Antonello Nusca – ARS Abruzzo
In questo video, al minuto 4'49'', registrato il 9 maggio 2014 nel corso di un incontro promosso dalla sezione frusinate dell'ARS, nel rispondere a un compagno internazionalista che poneva la questione della scala mobile, argomentavo che questa non solo è inutile, ma addirittura contraria agli interessi dei lavoratori perché, rendendo automatici gli adeguamenti salariali, finisce con l'addormentare la combattività dei sindacati. Tanto è vero che lo stesso Agnelli era favorevole all'indicizzazione dei salari all'inflazione. Solo qualche anno più tardi, con l'ingresso nello SME, il divorzio Tesoro-BdI e la svolta monetarista della FED, le cose cambiarono talmente in peggio da far apparire la scala mobile come una conquista, invece che come l'inizio della fine della capacità contrattuale dei lavoratori.
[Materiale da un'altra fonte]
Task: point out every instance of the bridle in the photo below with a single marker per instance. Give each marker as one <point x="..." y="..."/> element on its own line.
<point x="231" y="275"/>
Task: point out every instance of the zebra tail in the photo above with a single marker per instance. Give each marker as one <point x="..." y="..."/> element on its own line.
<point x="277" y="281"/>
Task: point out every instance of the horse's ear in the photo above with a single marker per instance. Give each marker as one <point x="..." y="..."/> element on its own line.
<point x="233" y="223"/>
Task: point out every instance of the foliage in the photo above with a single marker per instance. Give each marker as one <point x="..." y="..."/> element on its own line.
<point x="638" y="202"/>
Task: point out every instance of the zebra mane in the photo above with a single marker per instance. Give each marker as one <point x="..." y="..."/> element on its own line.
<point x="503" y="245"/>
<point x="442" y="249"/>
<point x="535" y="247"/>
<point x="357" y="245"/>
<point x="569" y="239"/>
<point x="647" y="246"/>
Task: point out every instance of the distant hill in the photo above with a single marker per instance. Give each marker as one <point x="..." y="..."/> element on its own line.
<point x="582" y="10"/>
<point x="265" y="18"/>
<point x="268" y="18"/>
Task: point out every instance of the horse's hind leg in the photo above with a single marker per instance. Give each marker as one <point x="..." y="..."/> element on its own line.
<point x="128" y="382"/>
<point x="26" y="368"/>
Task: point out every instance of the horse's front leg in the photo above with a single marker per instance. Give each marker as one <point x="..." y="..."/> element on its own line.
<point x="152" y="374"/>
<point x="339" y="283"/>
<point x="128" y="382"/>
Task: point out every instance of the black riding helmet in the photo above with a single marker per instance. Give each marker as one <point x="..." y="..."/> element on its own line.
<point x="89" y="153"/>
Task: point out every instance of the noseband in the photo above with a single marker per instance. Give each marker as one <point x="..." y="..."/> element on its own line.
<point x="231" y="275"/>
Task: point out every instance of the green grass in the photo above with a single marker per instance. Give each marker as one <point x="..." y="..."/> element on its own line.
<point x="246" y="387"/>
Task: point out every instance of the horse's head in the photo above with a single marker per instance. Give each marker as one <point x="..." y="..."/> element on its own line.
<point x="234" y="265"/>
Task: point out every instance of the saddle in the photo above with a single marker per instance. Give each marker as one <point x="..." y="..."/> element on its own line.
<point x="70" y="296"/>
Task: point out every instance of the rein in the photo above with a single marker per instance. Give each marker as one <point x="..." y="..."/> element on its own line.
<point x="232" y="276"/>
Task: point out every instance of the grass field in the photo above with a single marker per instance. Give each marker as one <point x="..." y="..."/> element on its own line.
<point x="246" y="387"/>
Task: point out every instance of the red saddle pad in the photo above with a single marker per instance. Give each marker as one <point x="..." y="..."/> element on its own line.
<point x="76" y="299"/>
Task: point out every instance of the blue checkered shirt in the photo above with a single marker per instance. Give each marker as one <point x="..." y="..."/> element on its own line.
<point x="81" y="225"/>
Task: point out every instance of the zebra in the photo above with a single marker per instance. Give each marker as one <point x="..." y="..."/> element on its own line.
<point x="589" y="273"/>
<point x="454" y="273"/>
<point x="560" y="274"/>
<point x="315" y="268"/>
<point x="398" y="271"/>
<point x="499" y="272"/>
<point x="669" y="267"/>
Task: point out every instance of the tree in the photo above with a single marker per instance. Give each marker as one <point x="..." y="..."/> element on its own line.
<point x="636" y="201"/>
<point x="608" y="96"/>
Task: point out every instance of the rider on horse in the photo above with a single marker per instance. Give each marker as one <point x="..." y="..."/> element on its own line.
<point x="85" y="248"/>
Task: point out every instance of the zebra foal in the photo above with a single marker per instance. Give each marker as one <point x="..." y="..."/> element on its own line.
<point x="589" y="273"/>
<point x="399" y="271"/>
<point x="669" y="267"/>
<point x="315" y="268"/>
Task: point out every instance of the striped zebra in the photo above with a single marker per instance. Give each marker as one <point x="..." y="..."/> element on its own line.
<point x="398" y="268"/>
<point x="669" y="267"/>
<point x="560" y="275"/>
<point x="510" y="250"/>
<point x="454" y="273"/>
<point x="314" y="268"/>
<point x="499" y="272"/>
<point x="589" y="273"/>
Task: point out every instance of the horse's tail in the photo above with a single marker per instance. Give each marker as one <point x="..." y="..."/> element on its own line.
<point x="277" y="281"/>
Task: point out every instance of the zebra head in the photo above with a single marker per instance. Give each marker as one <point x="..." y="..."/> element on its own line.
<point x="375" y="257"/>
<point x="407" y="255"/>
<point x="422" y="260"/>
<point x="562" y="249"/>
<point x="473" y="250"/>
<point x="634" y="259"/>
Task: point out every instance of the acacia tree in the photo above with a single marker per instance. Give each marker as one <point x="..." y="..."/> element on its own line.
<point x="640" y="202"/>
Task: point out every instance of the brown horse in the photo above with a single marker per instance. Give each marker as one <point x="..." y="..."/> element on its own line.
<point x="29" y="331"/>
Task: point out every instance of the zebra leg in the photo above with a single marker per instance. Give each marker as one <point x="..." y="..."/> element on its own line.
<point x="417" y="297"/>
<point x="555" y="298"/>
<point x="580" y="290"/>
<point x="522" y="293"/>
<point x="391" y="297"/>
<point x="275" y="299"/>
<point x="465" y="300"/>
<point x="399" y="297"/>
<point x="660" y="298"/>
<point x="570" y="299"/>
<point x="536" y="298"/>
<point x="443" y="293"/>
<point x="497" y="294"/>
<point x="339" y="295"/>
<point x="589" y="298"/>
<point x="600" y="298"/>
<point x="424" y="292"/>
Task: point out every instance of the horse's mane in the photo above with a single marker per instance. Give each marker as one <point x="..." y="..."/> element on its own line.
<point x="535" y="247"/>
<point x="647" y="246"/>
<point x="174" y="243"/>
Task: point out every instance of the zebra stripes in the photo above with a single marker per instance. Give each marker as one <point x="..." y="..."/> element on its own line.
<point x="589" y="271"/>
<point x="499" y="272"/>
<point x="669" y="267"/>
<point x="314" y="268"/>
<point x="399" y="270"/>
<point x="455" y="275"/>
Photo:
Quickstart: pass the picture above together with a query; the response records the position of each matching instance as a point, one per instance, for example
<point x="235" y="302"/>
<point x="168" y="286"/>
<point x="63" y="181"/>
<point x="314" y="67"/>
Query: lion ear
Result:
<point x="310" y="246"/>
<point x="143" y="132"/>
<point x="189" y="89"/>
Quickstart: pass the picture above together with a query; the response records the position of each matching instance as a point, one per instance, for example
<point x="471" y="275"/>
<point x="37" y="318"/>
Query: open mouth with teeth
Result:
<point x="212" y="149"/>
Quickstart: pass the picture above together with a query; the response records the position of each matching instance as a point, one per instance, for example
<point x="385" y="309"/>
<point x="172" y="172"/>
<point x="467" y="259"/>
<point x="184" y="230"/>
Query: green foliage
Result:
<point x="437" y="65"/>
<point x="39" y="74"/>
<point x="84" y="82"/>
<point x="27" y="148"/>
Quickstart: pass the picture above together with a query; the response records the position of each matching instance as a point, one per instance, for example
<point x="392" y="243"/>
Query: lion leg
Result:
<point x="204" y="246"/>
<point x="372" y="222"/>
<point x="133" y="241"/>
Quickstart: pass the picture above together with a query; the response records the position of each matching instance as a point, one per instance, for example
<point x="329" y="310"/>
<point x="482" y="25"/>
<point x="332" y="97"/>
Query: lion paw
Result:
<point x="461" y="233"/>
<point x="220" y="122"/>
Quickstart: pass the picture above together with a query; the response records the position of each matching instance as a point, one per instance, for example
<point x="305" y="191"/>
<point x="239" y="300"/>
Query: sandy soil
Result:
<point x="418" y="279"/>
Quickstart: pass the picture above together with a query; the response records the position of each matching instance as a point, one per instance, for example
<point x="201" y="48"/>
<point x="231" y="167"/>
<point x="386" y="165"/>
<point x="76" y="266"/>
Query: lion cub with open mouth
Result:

Il tuo articolo, laddove evidenzia lo scarso ruolo della scala mobile nella difesa della quota salari, è un ulteriore elemento a favore della tesi da me esposta in quell'occasione.
C'è una frase che mi piace usare particolarmente: l'inflazione siamo noi!
Esistono due elementi che possono causare un picco di inflazione: uno shock sull disponibilità di materie prime (che è un evento piuttosto raro) oppure l'aumento del costo del lavoro. In altre parole, le retribuzioni dei lavoratori.
La paura che, senza un meccanismo di indicizzazione dei salari ai prezzi, il potere di acquisto dei lavoratori venga intaccato è un'inversione logica, perché solitamente è proprio l'aumento dei salari a causare l'aumento dei prezzi.
E cosa determina allora l'aumento dei salari? La legge della domanda e dell'offerta, come con qualsiasi altra entità economica. Se le imprese devono contendersi i lavoratori (magari perché è un ciclo economico favorevole, con una domanda aggregata sostenuta e quindi con molte vendite), sono costrette a battagliare per evitare che passino alla concorrenza, strappando condizioni migliori. Se sono i lavoratori a doversi contendere un lavoro,le imprese possono pagarli un tozzo di pane. In fondo per molti lavorare è l'unico modo di garantirsi la sopravvivenza.
Condivido quindi l'analisi dell'articolo sulla sostanziale inutilità di un ancoraggio dei salari all'inflazione. Mentre è fondamentale garantire un livello occupazionale molto alto per evitare di svalutare i salari e perdere davvero potere d'acquisto, pure in un quadro di inflazione stabilmente bassa.
Al signor Fraioli dico che se il battagliero bruno trentin(minuscolo di proposito) non avesse tolto la scala mobile non useremmo i risparmi dei ns genitori per sopravvivere ed avere i contratti bloccati da anche 10 anni.Ovvio che la troika avrebbe usato altri sistemi come aumento delle tasse sul lavoro e fallimento di aziende a volonta' salvate dallo Stato e debiti scaricati sulla collettivita'.Forse l'attualita' l'avremmo avuta gia' nel 2000-2001 e allora Fraioli non vorresti avere 10 anni in meno per la lotta politica.Al signor Cernuto dico che la domanda e l'offerta e'calibrata sulla produzione e merito,in Italia 80% occupati e' nei servizi che come saprai vanno garantiti a tutti e quindi si cerca di comprimere il costo che ricade poi su salari e consumi ed aspetto secondo me piu' importate impedisce di fare distinguo tra gli addetti fregandosene della scolarizzazione e competenze anzi favorendo la mediocrita' perche' il mediocre non si ribella.